Symbolic Links on FSL

When logged into our systems, a user sees what appears to be a single filesystem in their home directory, with subdirectories such as compute/, fsl_archive/, and various groups in fsl_groups/. In actuality, multiple filesystems are in use, and several directories are just pointing to different locations on the system. This is why the following output is produced when listing a typical compute "directory" in long form:

ls -ld /fslhome/<username>/compute
lrwxrwxrwx 1 root root 47 Apr 17  2014 compute -> /panfs/<username>

The compute directory isn't a directory at all; it's a symbolic link that points to your allocation of compute storage.

How to Fix a Symlink

Some users try to recreate their compute directory with the mkdir command. This is incorrect because all it does is create a new directory in home storage, which is lower performance and limited to 100 GB.
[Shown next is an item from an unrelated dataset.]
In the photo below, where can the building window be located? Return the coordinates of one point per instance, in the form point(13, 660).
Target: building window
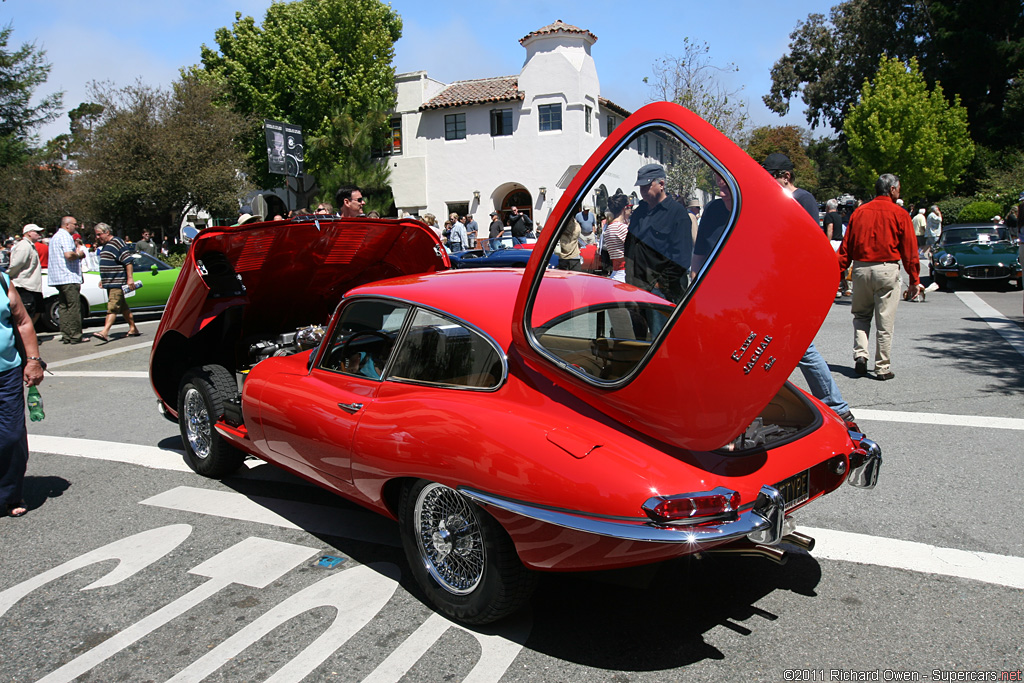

The correct way to recreate a compute link is the following command, replacing <username> with your username:

ln -s /panfs/<username> ~/compute

If you already created a compute directory with mkdir and data has been placed in it, then do the following:

  • Move any data in compute/ to a temporary location
  • Delete the directory with rmdir ~/compute
  • Create the proper symbolic link with the command above
  • Move any data back into the correctly linked compute/ directory

Job Script Bugs

Occasionally, a user inadvertently deletes their compute/ directory because of a bug in their job script. If you are unaware of how your compute/ directory was deleted or altered, then try reviewing the scripts that you run.